Six minutes after 911 received a report of the shooting, police were at the scene. The perpetrator was arrested and is currently under house arrest. Nothing is known yet of his motive, currently under investigation by the police in collaboration with the FBI. For Club Q, which is about a hate crimeit is already clear: it was a targeted attack on the LGBTI community.
Transgender day
The club was to host an event in honor of this morning Transgender Day of Remembrance, a day dedicated to the remembrance of people who have lost their lives to anti-transgender violence. Brunch was announced and there would be a party “to celebrate a variety of gender identities,” according to the club’s Facebook page.
Instead, attendees now remember the victims of yet another LGBTI club shooting. In 2016, a gunman killed 49 people at an Orlando queer club, injuring 53 people. That was the second deadliest mass shooting in American history.
“It’s like living another nightmare” to say Tiara Kelley vs The New York Times. Kelly hosts a weekly drag show at Club Q. “Dealing with it isn’t easier the second time around. It could be even worse.”
Thurman, the man who danced during the shooting, calls Club Q a “safe haven” for visitors. “This is a place where we love, a place of peace, a place to be ourselves.”
“Something like one mass shooting in a safe place for LGBTI people, it causes incredible damage,” another club visitor told the American news channel Cnn. “It produces feelings of disrespect, disbelief and sheer shock.”
An eyewitness tells his story:
Eyewitness to nightclub shooting: ‘I don’t know how to recover’
“Places that are supposed to be safe spaces for acceptance and celebration should never turn into places of terror and hatred,” President Joe Biden said in a statement. a press release. “And yet it happens too often.
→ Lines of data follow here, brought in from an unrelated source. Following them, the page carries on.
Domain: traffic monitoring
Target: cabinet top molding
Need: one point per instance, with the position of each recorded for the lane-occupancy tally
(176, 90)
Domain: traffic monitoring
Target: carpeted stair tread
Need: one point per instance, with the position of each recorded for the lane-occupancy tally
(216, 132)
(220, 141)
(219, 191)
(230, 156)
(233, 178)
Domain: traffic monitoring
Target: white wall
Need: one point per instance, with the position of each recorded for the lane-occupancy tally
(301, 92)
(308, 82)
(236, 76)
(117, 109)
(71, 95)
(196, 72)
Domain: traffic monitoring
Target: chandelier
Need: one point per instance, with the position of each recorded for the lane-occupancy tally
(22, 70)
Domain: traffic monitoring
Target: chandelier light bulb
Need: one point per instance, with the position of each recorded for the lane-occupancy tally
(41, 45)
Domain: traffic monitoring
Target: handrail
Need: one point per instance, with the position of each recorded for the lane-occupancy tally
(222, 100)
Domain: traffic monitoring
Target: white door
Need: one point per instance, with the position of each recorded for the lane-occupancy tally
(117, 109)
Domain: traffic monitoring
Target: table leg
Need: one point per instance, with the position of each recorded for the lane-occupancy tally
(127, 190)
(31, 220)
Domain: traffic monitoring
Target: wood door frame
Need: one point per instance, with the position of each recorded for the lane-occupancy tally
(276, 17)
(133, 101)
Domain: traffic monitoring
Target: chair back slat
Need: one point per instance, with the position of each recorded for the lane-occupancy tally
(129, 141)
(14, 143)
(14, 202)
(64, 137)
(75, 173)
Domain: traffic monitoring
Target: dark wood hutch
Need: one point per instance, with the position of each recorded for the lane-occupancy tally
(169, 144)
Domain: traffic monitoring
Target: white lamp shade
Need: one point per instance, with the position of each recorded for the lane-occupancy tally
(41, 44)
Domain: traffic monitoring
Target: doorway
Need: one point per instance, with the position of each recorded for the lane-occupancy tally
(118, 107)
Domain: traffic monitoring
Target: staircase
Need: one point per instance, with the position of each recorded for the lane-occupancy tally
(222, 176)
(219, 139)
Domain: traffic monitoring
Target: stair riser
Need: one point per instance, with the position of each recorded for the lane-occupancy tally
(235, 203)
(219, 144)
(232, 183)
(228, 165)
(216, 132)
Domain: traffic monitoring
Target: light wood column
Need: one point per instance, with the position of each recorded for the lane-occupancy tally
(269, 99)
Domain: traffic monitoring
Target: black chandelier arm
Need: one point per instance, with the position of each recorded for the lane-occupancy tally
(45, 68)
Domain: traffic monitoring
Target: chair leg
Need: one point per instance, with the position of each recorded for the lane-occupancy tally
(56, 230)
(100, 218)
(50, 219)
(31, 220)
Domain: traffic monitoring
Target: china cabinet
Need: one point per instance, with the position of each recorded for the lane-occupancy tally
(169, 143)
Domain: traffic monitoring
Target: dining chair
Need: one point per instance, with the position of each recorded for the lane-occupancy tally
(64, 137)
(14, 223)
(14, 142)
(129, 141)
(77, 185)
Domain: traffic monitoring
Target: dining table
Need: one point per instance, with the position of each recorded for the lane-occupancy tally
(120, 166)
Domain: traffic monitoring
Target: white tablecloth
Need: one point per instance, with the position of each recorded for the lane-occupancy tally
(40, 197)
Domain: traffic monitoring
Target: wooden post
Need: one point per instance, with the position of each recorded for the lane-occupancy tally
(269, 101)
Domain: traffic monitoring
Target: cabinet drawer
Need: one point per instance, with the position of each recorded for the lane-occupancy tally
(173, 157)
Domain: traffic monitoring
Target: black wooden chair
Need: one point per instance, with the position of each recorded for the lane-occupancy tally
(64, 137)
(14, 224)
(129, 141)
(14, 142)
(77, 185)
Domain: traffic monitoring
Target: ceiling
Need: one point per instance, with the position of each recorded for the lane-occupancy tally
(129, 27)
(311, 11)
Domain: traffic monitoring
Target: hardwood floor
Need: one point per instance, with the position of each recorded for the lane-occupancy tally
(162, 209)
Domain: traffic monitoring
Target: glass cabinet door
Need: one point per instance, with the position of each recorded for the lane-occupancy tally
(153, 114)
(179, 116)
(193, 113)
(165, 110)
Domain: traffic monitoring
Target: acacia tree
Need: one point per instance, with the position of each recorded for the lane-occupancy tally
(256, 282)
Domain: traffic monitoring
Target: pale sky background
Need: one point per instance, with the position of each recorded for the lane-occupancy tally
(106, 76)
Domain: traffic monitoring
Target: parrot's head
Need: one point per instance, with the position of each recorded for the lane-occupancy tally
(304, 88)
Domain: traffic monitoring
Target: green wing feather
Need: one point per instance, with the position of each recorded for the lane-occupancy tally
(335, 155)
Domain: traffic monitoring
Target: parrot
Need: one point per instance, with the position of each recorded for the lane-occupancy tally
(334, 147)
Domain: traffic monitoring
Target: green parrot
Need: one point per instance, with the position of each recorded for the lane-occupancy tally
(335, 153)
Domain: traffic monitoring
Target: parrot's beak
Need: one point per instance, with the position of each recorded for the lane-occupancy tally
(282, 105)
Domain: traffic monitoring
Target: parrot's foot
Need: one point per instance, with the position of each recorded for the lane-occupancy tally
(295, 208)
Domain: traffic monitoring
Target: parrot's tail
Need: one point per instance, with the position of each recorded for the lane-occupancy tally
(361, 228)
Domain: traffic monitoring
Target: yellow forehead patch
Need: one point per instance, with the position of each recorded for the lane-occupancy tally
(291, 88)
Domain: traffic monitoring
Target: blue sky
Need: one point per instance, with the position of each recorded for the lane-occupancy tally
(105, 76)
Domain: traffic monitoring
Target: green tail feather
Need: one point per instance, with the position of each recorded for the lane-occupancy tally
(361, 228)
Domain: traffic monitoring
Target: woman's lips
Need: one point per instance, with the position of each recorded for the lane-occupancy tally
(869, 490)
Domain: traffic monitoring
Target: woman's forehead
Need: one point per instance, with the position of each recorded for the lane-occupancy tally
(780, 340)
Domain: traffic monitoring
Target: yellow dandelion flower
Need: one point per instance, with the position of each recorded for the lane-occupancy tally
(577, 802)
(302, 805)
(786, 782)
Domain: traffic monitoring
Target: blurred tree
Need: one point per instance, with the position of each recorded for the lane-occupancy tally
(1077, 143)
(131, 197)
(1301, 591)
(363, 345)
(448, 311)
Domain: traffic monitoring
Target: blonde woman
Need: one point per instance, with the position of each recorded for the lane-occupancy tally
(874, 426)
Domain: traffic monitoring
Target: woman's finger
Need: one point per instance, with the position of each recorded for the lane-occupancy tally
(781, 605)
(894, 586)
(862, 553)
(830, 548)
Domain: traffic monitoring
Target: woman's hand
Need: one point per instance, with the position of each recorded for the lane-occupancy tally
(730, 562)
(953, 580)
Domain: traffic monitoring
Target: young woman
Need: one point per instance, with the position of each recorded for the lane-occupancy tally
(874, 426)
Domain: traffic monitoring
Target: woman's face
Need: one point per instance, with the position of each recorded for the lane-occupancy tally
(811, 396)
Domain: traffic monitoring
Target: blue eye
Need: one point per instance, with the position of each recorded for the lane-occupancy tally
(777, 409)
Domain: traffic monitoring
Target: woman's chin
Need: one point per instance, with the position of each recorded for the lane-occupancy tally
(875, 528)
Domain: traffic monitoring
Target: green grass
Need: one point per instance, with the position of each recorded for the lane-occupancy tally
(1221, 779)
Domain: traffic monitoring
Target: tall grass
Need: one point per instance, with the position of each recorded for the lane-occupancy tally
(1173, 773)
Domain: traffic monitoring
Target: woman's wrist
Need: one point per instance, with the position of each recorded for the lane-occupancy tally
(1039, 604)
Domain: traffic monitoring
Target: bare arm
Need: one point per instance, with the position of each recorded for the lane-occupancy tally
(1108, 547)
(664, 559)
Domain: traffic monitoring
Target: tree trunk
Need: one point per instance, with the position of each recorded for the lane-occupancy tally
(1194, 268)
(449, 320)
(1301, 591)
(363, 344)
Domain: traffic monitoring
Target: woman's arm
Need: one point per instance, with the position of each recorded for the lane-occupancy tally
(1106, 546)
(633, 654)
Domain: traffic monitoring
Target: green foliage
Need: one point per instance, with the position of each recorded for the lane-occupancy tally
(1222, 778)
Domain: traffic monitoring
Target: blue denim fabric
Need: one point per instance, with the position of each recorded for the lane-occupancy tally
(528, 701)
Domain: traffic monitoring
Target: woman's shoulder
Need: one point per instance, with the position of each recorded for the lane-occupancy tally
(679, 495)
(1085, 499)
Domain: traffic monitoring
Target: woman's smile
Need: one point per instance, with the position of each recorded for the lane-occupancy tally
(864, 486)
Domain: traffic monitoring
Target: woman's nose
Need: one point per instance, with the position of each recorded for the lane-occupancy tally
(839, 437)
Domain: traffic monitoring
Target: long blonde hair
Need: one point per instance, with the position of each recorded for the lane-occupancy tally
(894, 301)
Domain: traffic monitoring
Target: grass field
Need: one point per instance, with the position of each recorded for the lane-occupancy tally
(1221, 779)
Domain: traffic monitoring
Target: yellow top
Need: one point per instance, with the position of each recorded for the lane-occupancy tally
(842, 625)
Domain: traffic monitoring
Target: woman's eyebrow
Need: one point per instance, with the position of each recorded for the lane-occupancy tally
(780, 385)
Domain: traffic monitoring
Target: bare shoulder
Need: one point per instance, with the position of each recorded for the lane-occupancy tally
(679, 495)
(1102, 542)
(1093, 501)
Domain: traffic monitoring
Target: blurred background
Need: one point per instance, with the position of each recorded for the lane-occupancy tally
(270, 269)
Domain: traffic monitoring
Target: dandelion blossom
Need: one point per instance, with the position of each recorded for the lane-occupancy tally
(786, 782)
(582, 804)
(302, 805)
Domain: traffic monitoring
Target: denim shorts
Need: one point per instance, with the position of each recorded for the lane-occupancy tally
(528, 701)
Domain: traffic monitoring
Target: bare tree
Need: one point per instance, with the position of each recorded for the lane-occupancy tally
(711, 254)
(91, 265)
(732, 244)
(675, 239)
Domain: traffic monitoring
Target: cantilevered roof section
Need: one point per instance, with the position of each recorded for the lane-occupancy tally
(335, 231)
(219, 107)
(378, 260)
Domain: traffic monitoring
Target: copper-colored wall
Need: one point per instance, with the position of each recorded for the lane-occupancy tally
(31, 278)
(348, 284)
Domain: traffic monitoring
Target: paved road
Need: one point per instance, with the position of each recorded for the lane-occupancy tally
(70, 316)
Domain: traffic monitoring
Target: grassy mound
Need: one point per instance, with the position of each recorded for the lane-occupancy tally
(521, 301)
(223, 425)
We must eliminate the inequalities that contribute to violence against LGBTI people, we cannot and must not tolerate hatred”.
In his statement, Biden reiterates his call for a federal ban on assault weapons. “When do we decide we’ve had enough?”
Other politicians are also shocked by the shooting. “It is horrific and unacceptable to see hatred against LGBTI people grow in our communities,” she said. writes Hillary Clinton on Twitter.
Republican Congresswoman Lauren Boebert, an outspoken gun rights advocate, called the shooting “absolutely appalling.” “I pray for the victims and their families”, she writes.
Previously detained
The shooter so far is only known to be 22 years old, police have also released the suspect’s name: Anderson Lee Aldrich. The man is unknown to the owners of Club Q.
According to the New York Times, the shooter had already come into contact with police when he threatened to attack his mother with a homemade bomb last year. The newspaper writes that a man with the same name and age as the shooter was arrested at Club Q, also in Colorado Springs.
Police have not confirmed that it is the same man.